Regarding the cross-validation framework - good call, I think this would be useful.
I remember we have used compression for many years in production but do not recall, which one it was, snappy or lz4. Compression + my frames implementation I test here (every buffer size from 1 byte to 256Kb, random content): https://github.com/vchekan/kafka4net/blob/master/tests/CompressionTests.cs
Here I run java compatibility test for gzip, lz4, snappy codecs. Idea is to invoke java and generate random content messages. C# creates text file with desired message sizes, java generates messages of desired length, publish messages to kafka and writes text file with hash codes of generated messages.

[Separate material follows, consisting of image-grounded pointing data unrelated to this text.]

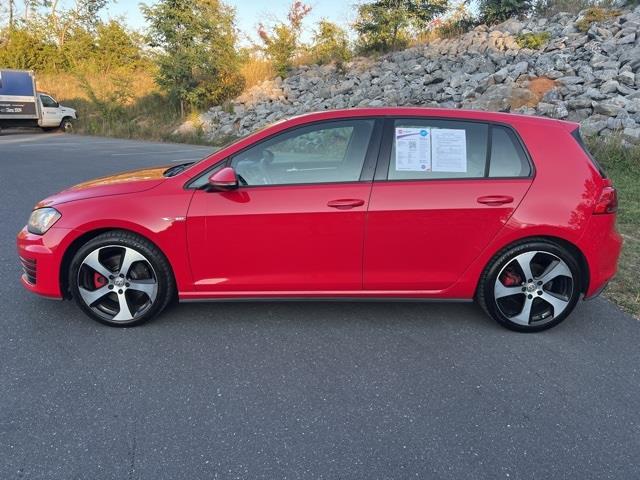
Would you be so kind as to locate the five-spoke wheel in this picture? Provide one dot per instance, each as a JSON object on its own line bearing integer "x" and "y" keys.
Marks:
{"x": 122, "y": 280}
{"x": 531, "y": 286}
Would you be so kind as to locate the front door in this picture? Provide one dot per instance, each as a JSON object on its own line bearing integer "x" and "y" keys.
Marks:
{"x": 296, "y": 224}
{"x": 440, "y": 196}
{"x": 51, "y": 112}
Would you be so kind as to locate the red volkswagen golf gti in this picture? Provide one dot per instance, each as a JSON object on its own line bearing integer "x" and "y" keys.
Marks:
{"x": 395, "y": 203}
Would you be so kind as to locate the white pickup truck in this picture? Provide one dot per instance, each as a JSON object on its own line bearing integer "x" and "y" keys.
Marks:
{"x": 21, "y": 105}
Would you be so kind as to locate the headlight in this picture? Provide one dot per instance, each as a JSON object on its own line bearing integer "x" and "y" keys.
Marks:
{"x": 42, "y": 219}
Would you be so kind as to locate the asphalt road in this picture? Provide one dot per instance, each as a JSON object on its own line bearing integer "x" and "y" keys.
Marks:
{"x": 295, "y": 390}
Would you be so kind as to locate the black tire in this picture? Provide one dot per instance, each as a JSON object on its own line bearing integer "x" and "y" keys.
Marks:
{"x": 505, "y": 264}
{"x": 160, "y": 275}
{"x": 66, "y": 125}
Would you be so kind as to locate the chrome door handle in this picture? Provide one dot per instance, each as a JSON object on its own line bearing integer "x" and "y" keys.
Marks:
{"x": 495, "y": 200}
{"x": 345, "y": 203}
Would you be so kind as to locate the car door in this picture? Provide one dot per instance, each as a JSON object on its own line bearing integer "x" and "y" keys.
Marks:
{"x": 51, "y": 113}
{"x": 443, "y": 190}
{"x": 296, "y": 223}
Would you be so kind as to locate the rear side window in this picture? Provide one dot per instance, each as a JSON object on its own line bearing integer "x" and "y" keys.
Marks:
{"x": 507, "y": 156}
{"x": 576, "y": 134}
{"x": 47, "y": 101}
{"x": 425, "y": 149}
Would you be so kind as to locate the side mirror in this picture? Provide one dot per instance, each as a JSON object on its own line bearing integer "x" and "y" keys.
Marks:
{"x": 225, "y": 179}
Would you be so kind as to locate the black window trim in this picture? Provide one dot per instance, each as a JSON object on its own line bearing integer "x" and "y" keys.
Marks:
{"x": 578, "y": 138}
{"x": 384, "y": 163}
{"x": 366, "y": 173}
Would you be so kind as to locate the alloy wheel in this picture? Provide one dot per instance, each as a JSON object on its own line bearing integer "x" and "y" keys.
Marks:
{"x": 118, "y": 283}
{"x": 533, "y": 288}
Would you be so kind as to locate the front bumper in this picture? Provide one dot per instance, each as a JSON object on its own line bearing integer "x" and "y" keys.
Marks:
{"x": 41, "y": 258}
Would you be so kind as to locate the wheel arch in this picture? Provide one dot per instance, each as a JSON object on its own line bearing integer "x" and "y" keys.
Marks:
{"x": 77, "y": 243}
{"x": 568, "y": 245}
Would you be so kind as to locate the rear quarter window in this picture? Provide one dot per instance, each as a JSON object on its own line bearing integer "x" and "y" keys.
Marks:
{"x": 576, "y": 135}
{"x": 425, "y": 149}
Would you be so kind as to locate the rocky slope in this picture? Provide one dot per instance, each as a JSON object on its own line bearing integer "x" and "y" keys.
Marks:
{"x": 592, "y": 77}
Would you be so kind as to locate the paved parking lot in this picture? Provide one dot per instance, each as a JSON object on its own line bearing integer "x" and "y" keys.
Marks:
{"x": 295, "y": 390}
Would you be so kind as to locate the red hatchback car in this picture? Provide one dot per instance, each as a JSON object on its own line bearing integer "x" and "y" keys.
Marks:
{"x": 392, "y": 203}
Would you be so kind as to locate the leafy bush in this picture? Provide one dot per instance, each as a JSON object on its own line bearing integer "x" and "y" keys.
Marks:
{"x": 549, "y": 8}
{"x": 199, "y": 63}
{"x": 458, "y": 23}
{"x": 495, "y": 11}
{"x": 594, "y": 15}
{"x": 281, "y": 43}
{"x": 534, "y": 41}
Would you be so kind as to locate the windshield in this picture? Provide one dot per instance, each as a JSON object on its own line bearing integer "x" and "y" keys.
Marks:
{"x": 176, "y": 169}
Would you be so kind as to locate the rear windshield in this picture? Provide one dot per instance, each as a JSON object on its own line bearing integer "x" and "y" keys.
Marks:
{"x": 578, "y": 137}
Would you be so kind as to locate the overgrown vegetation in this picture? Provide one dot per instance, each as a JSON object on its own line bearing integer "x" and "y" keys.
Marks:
{"x": 534, "y": 41}
{"x": 198, "y": 62}
{"x": 622, "y": 164}
{"x": 281, "y": 42}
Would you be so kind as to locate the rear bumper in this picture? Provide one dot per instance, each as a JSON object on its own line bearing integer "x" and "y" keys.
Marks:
{"x": 41, "y": 258}
{"x": 601, "y": 245}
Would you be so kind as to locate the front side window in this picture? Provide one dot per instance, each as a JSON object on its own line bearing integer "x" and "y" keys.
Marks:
{"x": 322, "y": 153}
{"x": 47, "y": 101}
{"x": 507, "y": 157}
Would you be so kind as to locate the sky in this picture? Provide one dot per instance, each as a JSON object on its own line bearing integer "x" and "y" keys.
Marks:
{"x": 249, "y": 13}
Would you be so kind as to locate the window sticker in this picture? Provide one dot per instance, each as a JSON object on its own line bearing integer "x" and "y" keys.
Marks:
{"x": 449, "y": 150}
{"x": 413, "y": 149}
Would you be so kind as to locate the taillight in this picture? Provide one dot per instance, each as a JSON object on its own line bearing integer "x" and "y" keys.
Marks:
{"x": 608, "y": 201}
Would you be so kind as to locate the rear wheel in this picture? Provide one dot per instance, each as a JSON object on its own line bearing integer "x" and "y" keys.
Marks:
{"x": 121, "y": 279}
{"x": 66, "y": 126}
{"x": 531, "y": 286}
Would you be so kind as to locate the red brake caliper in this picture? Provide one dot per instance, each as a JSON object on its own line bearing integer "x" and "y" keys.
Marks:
{"x": 98, "y": 280}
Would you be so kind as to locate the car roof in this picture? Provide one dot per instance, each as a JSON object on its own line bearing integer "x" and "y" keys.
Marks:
{"x": 453, "y": 113}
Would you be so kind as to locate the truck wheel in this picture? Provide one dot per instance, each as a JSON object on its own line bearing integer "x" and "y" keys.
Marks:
{"x": 66, "y": 126}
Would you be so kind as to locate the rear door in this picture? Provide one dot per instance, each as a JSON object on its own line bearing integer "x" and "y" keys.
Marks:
{"x": 51, "y": 111}
{"x": 443, "y": 190}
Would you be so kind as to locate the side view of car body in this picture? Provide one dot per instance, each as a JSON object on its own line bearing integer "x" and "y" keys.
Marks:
{"x": 408, "y": 203}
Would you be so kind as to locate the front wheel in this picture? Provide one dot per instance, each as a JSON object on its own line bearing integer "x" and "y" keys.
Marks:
{"x": 121, "y": 279}
{"x": 530, "y": 287}
{"x": 66, "y": 126}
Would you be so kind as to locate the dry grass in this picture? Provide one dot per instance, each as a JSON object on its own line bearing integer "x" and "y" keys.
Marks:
{"x": 622, "y": 164}
{"x": 65, "y": 86}
{"x": 255, "y": 70}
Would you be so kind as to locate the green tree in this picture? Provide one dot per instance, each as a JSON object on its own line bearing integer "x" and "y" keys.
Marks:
{"x": 24, "y": 48}
{"x": 330, "y": 43}
{"x": 384, "y": 25}
{"x": 198, "y": 61}
{"x": 281, "y": 44}
{"x": 495, "y": 11}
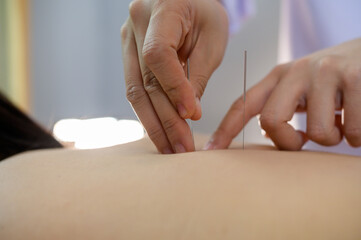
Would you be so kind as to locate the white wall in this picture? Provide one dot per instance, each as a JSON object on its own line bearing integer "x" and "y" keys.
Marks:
{"x": 76, "y": 64}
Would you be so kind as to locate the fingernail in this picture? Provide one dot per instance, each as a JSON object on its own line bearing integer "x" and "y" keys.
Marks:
{"x": 179, "y": 148}
{"x": 209, "y": 145}
{"x": 182, "y": 110}
{"x": 167, "y": 151}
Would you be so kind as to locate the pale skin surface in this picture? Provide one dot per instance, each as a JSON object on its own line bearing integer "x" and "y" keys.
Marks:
{"x": 131, "y": 192}
{"x": 161, "y": 34}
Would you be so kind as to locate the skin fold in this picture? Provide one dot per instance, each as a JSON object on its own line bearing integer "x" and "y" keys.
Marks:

C# reads java's hashes, consumes messages and compares message hash to the one generated by java. https://github.com/vchekan/kafka4net/blob/master/tests/RecoveryTest.cs#L1967
Looks like there is a lot of interest in getting LZ4 for Kafunk at Jet now. Should be prioritizing this work soon.
You might be interested in my implementation of LZ4 in kafka4net for some hints: https://github.com/vchekan/kafka4net/blob/master/src/Compression/Lz4KafkaStream.cs Things, like bug in kafka checksum implementation can cause a lot of time to debug. https://issues.apache.org/jira/browse/KAFKA-3160
Another advice, you might want to invest into java cross-validation framework, like this: https://github.com/vchekan/kafka4net/blob/master/tools/binary-console/src/main/scala/com/ntent/kafka/main.scala where I generate kafka messages using java driver and use it as golden standard with different types of compressions and buffer sizes. Additional bonus, I get confidence that my implementation works with java consumer.